NVIDIA / Megatron-LM

Ongoing research training transformer models at scale
https://docs.nvidia.com/megatron-core/developer-guide/latest/user-guide/index.html#quick-start
Other
10.65k stars 2.39k forks source link

Set `torch.multiprocessing` start method as 'spawn' #1285

Open hxdtest opened 2 weeks ago

hxdtest commented 2 weeks ago

Set torch.multiprocessing start method as 'spawn'. Otherwise the following error would be raised.

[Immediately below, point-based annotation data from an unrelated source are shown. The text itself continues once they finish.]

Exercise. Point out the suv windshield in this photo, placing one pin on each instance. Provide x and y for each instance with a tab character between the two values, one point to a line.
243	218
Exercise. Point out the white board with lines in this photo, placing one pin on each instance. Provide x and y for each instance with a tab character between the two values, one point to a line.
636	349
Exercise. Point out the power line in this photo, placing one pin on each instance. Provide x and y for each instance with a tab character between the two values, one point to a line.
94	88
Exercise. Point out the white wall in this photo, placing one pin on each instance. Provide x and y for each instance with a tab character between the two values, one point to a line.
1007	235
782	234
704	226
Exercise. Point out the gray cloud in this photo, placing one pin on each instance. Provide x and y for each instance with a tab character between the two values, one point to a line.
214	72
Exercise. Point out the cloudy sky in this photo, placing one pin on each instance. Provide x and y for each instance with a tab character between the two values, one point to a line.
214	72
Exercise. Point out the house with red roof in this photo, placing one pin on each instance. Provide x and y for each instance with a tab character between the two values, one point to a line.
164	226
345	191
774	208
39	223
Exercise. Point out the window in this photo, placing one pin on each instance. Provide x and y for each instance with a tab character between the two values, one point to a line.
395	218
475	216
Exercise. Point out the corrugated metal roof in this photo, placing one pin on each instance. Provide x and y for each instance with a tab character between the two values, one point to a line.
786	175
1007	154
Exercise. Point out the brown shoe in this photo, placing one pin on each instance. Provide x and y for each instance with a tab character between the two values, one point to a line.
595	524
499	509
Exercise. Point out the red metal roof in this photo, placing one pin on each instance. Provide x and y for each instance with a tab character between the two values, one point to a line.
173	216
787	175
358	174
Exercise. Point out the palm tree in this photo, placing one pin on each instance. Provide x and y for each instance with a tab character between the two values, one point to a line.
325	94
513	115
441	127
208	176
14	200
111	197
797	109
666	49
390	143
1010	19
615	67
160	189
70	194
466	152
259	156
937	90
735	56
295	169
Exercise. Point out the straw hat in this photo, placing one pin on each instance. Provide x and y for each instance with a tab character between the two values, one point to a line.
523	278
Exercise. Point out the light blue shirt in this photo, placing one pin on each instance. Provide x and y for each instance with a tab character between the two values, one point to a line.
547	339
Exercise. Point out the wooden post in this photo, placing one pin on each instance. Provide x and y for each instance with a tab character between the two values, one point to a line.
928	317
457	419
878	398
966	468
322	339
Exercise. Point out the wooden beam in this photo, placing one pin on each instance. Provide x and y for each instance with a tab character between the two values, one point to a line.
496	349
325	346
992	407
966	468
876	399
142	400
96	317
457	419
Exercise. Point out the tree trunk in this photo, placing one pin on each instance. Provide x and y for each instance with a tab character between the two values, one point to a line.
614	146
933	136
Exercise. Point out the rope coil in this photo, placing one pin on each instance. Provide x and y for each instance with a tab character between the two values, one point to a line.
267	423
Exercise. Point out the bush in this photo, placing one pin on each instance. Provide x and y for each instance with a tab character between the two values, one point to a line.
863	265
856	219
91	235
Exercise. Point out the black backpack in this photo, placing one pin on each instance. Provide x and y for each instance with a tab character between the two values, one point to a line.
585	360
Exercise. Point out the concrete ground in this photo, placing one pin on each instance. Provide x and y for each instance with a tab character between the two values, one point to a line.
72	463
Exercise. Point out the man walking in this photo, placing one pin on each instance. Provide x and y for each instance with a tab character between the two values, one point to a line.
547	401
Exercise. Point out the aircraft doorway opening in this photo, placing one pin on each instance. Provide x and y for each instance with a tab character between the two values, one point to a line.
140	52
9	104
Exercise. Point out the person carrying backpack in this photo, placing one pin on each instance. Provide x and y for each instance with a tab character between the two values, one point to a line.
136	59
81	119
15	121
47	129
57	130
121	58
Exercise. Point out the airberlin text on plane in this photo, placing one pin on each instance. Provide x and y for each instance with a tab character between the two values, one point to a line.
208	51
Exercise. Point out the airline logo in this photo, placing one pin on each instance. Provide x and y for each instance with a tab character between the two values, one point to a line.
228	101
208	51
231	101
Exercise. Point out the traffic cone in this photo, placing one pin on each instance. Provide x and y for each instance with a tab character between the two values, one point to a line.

Megatron-LM/megatron/core/extensions/transformer_engine.py", line 957, in get_cpu_offload_context
    context, sync_func = _get_cpu_offload_context(
  File "/opt/conda/lib/python3.8/site-packages/transformer_engine/pytorch/cpu_offload.py", line 502, in get_cpu_offload_context
    cpu_offload_handler = AsyncDoubleBufferGroupOffloadHandler(
  File "/opt/conda/lib/python3.8/site-packages/transformer_engine/pytorch/cpu_offload.py", line 312, in __init__
    self.d2h_stream = torch.cuda.Stream()
  File "/opt/conda/lib/python3.8/site-packages/torch/cuda/streams.py", line 35, in __new__
    return super().__new__(cls, priority=priority, **kwargs)
RuntimeError: CUDA error: initialization error
Compile with `TORCH_USE_CUDA_DSA` to enable device-side assertions.